Le dynamisme du geste plastique de Gérard Venturelli rejoint les principes essentiels de l’œuvre ouverte, c’est-à-dire d’une œuvre qui interroge le sens, laisse des pointillés pour permettre à celui qui de lui confronter son propre temps de déchiffrage ; une démarche qui ne vise pas à contraindre le regard mais multiplie les hypothèses de jeu ; une peinture/partition qui appelle une pluralité d’interprétations. Si certaines œuvres peuvent paraître surdéterminées, l’accident et le hasard s’inscrivant de plein droit dans leur processus de création, ce n’est pas pour autant que s’impose à la perception un principe d’entropie ou de dispersion. Le foisonnement de directions que sous-entend chaque œuvre est porté par une rythmique suffisamment puissante pour lui imprimer un mouvement spécifique et conjuguer des forces apparemment disparates.

   Gérard Venturelli procède par séries thématiques. Mais s’il se trouve dans chaque série des références à des fragments de réalité (bateaux, brebis, chaises longues, persiennes, corps de femmes), c’est toujours en deça de tout aspect anecdotique ; sonder un élément initialement figuratif ou de tendance narrative équivaut dans ce cas à questionner le langage, inventer une écriture dans laquelle l’élément ausculté devient le support d’une réflexion plastique sur les rapports entre des notions fondamentales telles que celles d’intérieur et d’extérieur, de statisme et de dynamisme…

   L’œuvre de Gérard Venturelli me semble constituer une suite de plusieurs cycles de variations qui résonnent les unes dans les autres. En choisissant de me frayer toutes sortes d’itinéraires à travers les œuvres d’une même série, voire d’une série à une autre, je puis voir comment le thème, poussé au plus loin de ses conséquences, se voile et se dévoile de lui-même, sans que le peintre n’ait à recourir à d’artificiels procédés de transformation, déformation. Dans le travail de G.Venturelli, à la suite d’une lente maturation dont chaque œuvre/étape porte la marque, le thème exploré devient geste qui trouve conjointement sa temporalité et sa matérialité ; de chaque œuvre, je vois émerger une modalité possible d’écriture plastique à partir d’un élément de base qui en représente le nécessaire catalyseur.

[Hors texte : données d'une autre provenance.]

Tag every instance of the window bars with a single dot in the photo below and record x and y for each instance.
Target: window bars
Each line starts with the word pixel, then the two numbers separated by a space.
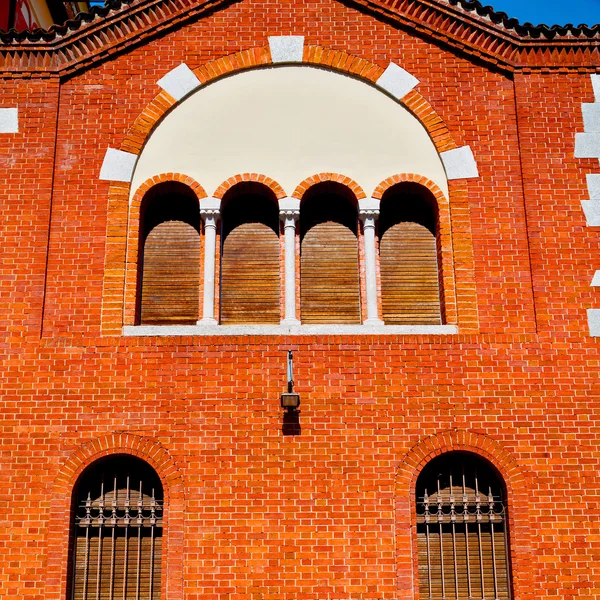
pixel 462 532
pixel 118 540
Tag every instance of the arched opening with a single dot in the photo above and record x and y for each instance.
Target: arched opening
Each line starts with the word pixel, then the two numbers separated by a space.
pixel 250 256
pixel 329 275
pixel 169 276
pixel 462 530
pixel 116 531
pixel 410 280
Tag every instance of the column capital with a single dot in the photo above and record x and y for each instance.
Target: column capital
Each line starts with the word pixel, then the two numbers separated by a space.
pixel 210 208
pixel 289 208
pixel 368 207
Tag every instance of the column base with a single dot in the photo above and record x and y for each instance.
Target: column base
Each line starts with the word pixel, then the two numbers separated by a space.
pixel 207 321
pixel 291 322
pixel 373 322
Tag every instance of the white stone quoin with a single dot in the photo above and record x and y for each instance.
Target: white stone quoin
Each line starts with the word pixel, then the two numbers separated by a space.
pixel 9 120
pixel 289 212
pixel 209 211
pixel 369 212
pixel 179 82
pixel 460 163
pixel 118 165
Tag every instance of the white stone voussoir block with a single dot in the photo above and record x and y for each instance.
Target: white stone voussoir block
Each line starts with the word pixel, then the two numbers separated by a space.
pixel 587 145
pixel 591 208
pixel 9 120
pixel 179 82
pixel 594 321
pixel 286 48
pixel 460 163
pixel 118 165
pixel 396 81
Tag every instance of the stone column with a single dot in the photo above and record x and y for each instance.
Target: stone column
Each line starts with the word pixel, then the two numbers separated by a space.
pixel 209 211
pixel 368 210
pixel 289 213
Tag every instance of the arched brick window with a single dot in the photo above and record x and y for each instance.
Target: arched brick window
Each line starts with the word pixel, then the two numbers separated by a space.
pixel 462 530
pixel 250 256
pixel 329 276
pixel 169 276
pixel 410 286
pixel 117 531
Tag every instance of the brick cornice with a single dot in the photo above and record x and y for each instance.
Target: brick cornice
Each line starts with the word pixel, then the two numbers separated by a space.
pixel 462 25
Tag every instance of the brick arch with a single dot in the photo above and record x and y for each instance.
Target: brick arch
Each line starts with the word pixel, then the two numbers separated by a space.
pixel 515 479
pixel 252 177
pixel 333 60
pixel 390 182
pixel 302 187
pixel 59 529
pixel 117 294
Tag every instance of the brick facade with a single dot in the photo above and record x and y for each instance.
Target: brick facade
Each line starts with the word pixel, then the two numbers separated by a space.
pixel 329 513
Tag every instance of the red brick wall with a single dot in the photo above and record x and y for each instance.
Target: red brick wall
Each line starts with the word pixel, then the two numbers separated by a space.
pixel 328 513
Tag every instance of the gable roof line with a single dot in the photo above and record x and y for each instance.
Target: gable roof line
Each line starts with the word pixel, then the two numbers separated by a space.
pixel 462 24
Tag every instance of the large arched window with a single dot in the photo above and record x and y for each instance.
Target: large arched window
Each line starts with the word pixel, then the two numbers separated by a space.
pixel 170 256
pixel 462 530
pixel 117 531
pixel 250 256
pixel 410 290
pixel 329 276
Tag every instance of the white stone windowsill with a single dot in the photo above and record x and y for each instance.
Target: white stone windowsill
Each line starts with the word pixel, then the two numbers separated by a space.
pixel 287 329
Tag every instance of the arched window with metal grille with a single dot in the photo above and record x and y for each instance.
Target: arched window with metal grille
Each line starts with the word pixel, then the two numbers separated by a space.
pixel 117 531
pixel 462 530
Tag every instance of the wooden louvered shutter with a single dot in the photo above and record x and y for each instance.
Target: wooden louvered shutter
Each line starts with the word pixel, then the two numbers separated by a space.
pixel 171 275
pixel 250 281
pixel 128 560
pixel 329 278
pixel 409 276
pixel 463 551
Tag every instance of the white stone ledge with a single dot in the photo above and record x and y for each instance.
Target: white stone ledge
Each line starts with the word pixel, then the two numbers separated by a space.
pixel 594 321
pixel 179 82
pixel 9 120
pixel 396 81
pixel 287 329
pixel 286 48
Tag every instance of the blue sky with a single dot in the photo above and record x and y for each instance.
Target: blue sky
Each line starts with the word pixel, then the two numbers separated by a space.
pixel 550 12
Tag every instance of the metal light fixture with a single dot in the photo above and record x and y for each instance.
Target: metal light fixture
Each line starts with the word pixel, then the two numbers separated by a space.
pixel 290 400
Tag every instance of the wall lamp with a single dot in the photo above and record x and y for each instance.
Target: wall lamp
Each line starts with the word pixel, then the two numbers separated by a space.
pixel 290 401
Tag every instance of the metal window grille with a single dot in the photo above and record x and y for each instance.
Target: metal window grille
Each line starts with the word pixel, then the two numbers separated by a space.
pixel 462 531
pixel 118 533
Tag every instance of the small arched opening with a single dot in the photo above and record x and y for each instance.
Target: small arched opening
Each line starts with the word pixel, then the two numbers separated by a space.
pixel 329 273
pixel 250 256
pixel 169 274
pixel 410 279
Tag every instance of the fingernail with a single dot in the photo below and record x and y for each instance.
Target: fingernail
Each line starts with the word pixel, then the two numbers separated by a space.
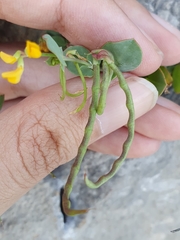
pixel 166 25
pixel 116 114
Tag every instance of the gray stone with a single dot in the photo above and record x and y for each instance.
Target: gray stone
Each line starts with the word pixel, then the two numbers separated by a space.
pixel 140 202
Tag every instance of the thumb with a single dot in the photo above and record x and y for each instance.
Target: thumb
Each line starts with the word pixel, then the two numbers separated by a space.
pixel 38 134
pixel 88 23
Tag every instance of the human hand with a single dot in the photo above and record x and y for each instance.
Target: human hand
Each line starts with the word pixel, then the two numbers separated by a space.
pixel 39 134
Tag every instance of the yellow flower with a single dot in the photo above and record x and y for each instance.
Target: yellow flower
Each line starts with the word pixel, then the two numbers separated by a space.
pixel 8 58
pixel 32 50
pixel 13 76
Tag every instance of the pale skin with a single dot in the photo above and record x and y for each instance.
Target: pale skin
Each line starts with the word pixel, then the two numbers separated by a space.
pixel 38 134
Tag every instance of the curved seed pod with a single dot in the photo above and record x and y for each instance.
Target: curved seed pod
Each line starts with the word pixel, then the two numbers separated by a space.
pixel 106 79
pixel 83 146
pixel 84 89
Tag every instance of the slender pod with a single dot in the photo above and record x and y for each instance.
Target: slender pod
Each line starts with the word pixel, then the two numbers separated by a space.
pixel 130 125
pixel 83 146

   L’intérêt de la démarche ne me paraît pas seulement résider dans le fait de reconnaître le thème et de suivre ses différentes métamorphoses, à la manière d’une ligne mélodique, mais de sentir en quoi il est en mesure d’assurer l’organicité d’une œuvre à la fois complexe et ouverte, d’engendrer et allier plusieurs principes de tension dans une même œuvre, de concilier des qualités de violence et d’intériorité, des axes temporels très diversifiés, de l’élan au suspens, sans que je puisse y déceler une simple ambition, délibérée, de synthèse de la part du peintre. De ce fait, l’œuvre de G.Venturelli m’apparaît comme un travail qui déborde tout système posé a priori, engagé dans le sens d’une remise en question et d’un risque permanents, donc de la chance. L’énergie qui s’impose de toute évidence dans ses dessins ou dans ses toiles ne résulte pas seulement de la nature de ses gestes mais, plus essentiellement, de son appréhension des signes à travers une démarche capable de les soumettre aux multiples tempi du temps.